Мария села, как прежде, на край кушетки, почти рядом. Не о брате-убийце хотел бы я с нею говорить, но она действительно имела право.
— В этом жутком деле главной загадкой — почти до конца — оставался мотив. Я застрял на двух: «любовный» и «литературный», так сказать. На ученике и…
— Он действительно был связан с Маргаритой Павловной?
— Действительно. Стало быть, на Юрии и Горностаеве.
— А на меня с Колей вы не думали?
— Боялся думать, даже хотел послать все к черту. Ты твердила: прекратить следствие…
Она опустила голову.
— А, да что про это вспоминать!.. Я нашел ее на рассвете. В белой полуистлевшей пижаме.
— Страшно, Леонтий Николаевич.
— Страшно. Я был не в себе. Но обыскал могилу. В кармашке пижамы лежал — тоже почти истлевший — лист, вырванный из журнала. «И на нем всадник, которому имя смерть, и ад следовал за ним» — вот так, на памяти наших отцов, сбывались великие пророчества…» — вот что я сумел разобрать в тексте. «Четвертый Всадник» Горностаева, точнее — окончание его статьи. Ну, я принялся искать журнал, из которого вырван лист. То есть я шел по следам Марго. И отыскал в читальне пансионата: она вырвала его в день смерти твоего прадедушки.
— Да зачем он был так нужен?
— Ей нужно было узнать значение одного слова. Она где-то встречала его — в эссе «Четыре Свободы» — о Голландии.

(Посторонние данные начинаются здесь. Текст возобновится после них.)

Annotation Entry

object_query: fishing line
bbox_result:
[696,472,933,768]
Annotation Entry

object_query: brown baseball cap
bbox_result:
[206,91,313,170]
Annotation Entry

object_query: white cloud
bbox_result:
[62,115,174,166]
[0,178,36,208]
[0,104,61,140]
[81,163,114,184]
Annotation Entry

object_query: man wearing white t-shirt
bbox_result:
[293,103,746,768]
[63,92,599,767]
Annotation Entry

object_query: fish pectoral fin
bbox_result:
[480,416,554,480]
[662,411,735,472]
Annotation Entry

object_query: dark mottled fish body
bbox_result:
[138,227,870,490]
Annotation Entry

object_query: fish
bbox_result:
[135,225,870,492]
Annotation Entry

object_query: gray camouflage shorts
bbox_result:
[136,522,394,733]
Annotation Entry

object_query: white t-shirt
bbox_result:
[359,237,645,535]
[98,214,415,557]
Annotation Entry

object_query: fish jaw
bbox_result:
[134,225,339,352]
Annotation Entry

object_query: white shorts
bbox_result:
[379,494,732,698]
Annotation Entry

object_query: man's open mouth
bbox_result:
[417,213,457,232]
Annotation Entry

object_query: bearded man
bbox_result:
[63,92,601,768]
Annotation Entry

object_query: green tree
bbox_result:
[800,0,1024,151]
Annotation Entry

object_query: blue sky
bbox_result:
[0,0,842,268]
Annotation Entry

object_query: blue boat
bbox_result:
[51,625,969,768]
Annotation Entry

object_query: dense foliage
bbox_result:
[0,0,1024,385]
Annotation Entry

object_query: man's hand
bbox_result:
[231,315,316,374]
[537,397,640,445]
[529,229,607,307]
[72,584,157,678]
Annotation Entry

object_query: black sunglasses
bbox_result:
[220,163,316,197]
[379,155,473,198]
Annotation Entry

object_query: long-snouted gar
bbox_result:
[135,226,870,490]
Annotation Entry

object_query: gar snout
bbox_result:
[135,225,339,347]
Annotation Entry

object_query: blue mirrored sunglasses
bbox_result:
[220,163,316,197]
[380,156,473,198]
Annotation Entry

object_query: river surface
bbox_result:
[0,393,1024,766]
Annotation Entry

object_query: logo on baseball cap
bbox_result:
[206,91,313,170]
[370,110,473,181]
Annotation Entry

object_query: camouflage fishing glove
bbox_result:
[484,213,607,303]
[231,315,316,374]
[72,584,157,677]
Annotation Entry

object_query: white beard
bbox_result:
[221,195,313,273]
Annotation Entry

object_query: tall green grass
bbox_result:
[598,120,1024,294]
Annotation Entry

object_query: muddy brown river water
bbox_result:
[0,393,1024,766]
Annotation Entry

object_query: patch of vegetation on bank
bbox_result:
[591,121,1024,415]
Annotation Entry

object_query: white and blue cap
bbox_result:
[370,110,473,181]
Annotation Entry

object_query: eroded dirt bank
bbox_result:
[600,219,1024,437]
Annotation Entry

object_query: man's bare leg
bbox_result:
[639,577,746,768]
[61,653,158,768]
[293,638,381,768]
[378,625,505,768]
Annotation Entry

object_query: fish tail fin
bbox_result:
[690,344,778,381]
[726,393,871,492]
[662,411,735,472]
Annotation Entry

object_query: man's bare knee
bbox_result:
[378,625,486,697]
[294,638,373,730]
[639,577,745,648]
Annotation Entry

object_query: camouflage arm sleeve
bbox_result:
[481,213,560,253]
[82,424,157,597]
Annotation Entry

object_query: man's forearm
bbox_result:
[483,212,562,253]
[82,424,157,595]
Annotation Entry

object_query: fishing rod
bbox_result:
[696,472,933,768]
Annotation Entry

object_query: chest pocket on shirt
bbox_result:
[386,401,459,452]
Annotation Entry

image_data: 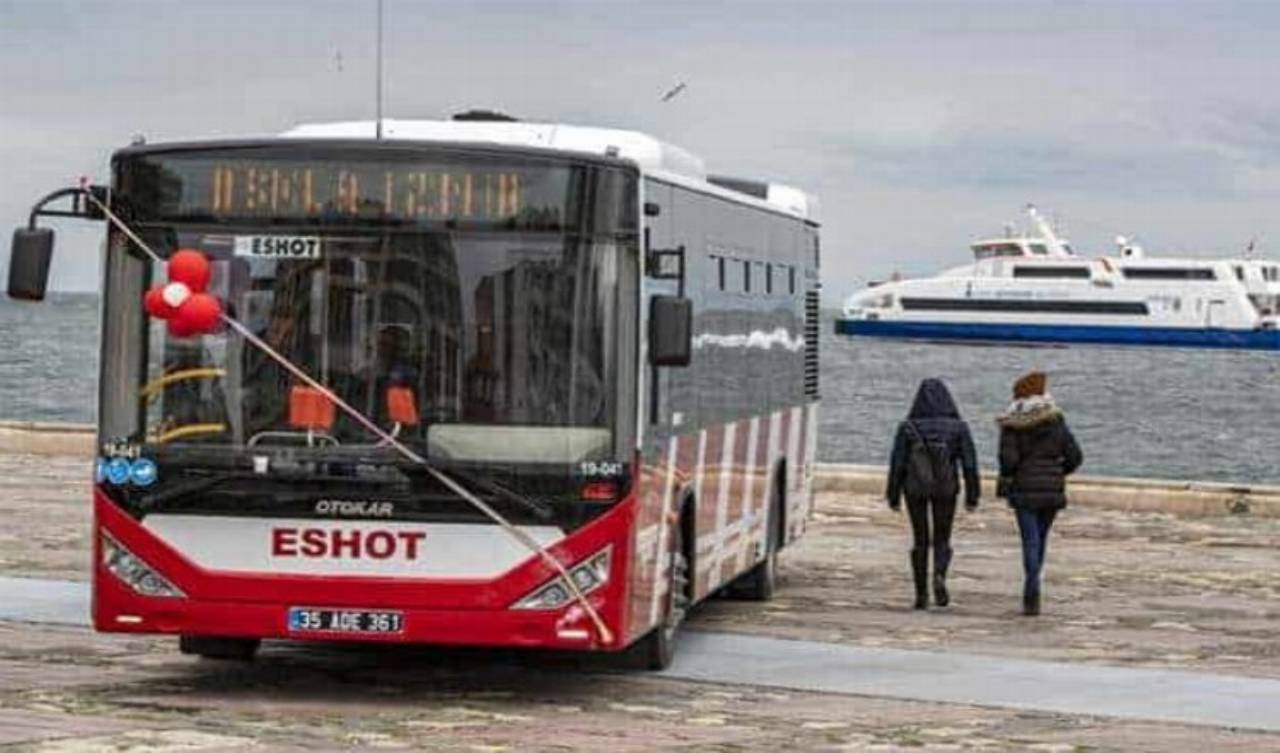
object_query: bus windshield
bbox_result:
[100,147,637,478]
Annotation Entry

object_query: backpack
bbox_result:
[904,421,960,499]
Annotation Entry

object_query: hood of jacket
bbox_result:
[996,392,1062,432]
[906,379,960,420]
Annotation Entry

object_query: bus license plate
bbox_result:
[289,607,404,635]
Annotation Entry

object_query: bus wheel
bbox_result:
[728,482,782,602]
[178,635,262,662]
[631,512,692,671]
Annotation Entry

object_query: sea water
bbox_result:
[0,295,1280,483]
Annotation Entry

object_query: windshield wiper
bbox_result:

— А туда Коля уже собирался.
— Мария, что я пережил в той березовой аллее парка. Все складывалось таким роковым образом…
— Против Коли?
— Против вас обоих. Тут подошел Милашкин. Мы заговорили об этих чертовых свободах, четвертая — «хорошая смерть». «Это убийство!» — возмутился секретарь, а я невольно, не вдумываясь, повторил фразу нашего пасхального застолья — вспомнил эту странную, страстную интонацию… Смерть отца… «Разве убийца непременно ненормальный?»
— Вы тогда уже все…
— Нет, нет! Я был на подходе. Тут Милашкин весьма к месту упомянул моего брата-доктора. Померещился подземный больничный коридор с трупом («мертвенный подземный свет души»). И желтенькие таблетки. И чувство неминуемой опасности. Всем существом я вдруг ощутил атмосферу смерти, которая окружает брата. «А вы знаете, что от него жена ушла?» — пустил по поводу своего врага последнюю стрелу Милашкин, мой простодушный путеводитель по дорогам ада, и как-то сразу ушел.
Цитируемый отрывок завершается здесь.